Tuttavia, in perfetto stile Renzi, si cerca di trarre un vantaggio di immagine anche dall’eventuale, o probabile, impraticabilità dell’iniziativa. Visto che il nodo finanziario è la scarsa liquidità delle imprese, nell’ordine del giorno approvato lunedì scorso dalla direzione nazionale del PD è specificato che l’adozione della misura è subordinata alla messa a punto di «un protocollo tra Abi, Confindustria e governo». E mentre dal mondo bancario è già arrivato un chiarissimo segnale di disponibilità (per forza, visto che attraverso questo tipo di prestiti c’è solo da guadagnarci) con le dichiarazioni del Ceo di Unicredit Federico Ghizzoni, il versante imprenditoriale oscilla tra l’estrema cautela di Giorgio Squinzi, presidente della stessa Confindustria, e la drastica contrarietà di Giorgio Merletti, presidente di Rete Imprese Italia.

Sempre lì si ritorna, comunque.

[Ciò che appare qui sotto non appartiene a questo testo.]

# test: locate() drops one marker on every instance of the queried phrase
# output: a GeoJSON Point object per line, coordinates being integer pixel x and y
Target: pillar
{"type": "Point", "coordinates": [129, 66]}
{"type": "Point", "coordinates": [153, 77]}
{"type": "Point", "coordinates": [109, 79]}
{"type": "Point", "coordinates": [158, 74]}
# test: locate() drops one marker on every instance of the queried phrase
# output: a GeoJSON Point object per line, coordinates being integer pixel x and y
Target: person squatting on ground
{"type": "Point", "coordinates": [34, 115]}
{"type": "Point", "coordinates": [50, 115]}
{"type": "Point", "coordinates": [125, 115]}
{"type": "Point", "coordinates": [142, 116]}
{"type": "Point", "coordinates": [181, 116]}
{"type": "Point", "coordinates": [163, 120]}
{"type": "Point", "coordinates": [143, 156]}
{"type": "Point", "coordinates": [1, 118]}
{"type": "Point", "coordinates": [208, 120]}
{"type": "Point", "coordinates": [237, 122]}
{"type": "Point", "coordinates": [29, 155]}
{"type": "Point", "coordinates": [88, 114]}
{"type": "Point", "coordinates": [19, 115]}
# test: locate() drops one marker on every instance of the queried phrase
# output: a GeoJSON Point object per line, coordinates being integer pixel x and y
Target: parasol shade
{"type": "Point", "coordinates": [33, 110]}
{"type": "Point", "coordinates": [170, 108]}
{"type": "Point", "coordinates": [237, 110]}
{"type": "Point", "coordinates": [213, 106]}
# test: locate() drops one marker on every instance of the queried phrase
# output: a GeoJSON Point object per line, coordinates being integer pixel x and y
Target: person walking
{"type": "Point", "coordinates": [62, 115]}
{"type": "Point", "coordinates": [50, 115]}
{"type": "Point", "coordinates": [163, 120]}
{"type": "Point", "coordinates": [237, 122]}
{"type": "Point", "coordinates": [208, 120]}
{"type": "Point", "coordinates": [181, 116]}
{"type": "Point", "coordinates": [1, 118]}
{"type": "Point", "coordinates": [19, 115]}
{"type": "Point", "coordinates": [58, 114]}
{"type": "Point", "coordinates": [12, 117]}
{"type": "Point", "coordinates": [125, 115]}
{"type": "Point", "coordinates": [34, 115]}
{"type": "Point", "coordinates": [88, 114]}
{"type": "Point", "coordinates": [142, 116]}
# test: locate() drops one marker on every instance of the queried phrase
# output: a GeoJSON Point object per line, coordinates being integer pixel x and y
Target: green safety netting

Alla questione dei capitali che si dovrebbero iniettare nel corpo dissanguato dell’economia produttiva, e che invece sono, e restano, fuori dalla portata degli Stati. La BCE, e giusto ieri lo hanno ribadito le parole di Mario Draghi a Napoli, si arrocca sul suo mandato-dogma fissato dall’articolo 127 del Trattato sull’Unione europea, secondo il quale «l’obiettivo principale è il mantenimento della stabilità dei prezzi», e non allenta i cordoni della borsa, oppure lo fa soltanto a favore delle banche. La stretta creditizia diventa insormontabile sia per i privati, nel loro insieme, che per le pubbliche istituzioni, inchiodate dall’enorme debito pregresso e dai relativi, spaventosi interessi.

Come si dice, la coperta è corta. Come non si dice, la coperta è stata resa corta volutamente. Allo scopo di esasperare l’insicurezza collettiva, in una versione più subdola ma altrettanto efficace della “shock economy” denunciata da Naomi Klein, e spianare così la strada alle mitologiche riforme che in teoria dovrebbero risanare il Paese, ma che invece lo renderanno solo più funzionale alla competizione globale e agli interessi di chi ne tira i fili.

Viene in mente l’assonanza che c’è tra il significato letterale di TFR, il “trattamento di fine rapporto” tra un lavoratore e chi lo ha assunto, e la sua estensione a tutto campo: il “trattamento di fine rapporto” tra i cittadini e la politica che li dovrebbe rappresentare. Una miseria di liquidazione, snaturata attraverso lo stillicidio degli anticipi mensili, e tanti saluti agli obblighi di tutela dei governi nei confronti dei cittadini. Sorry, la giungla liberaldemocratica corre veloce verso il futuro e non se li può più permettere.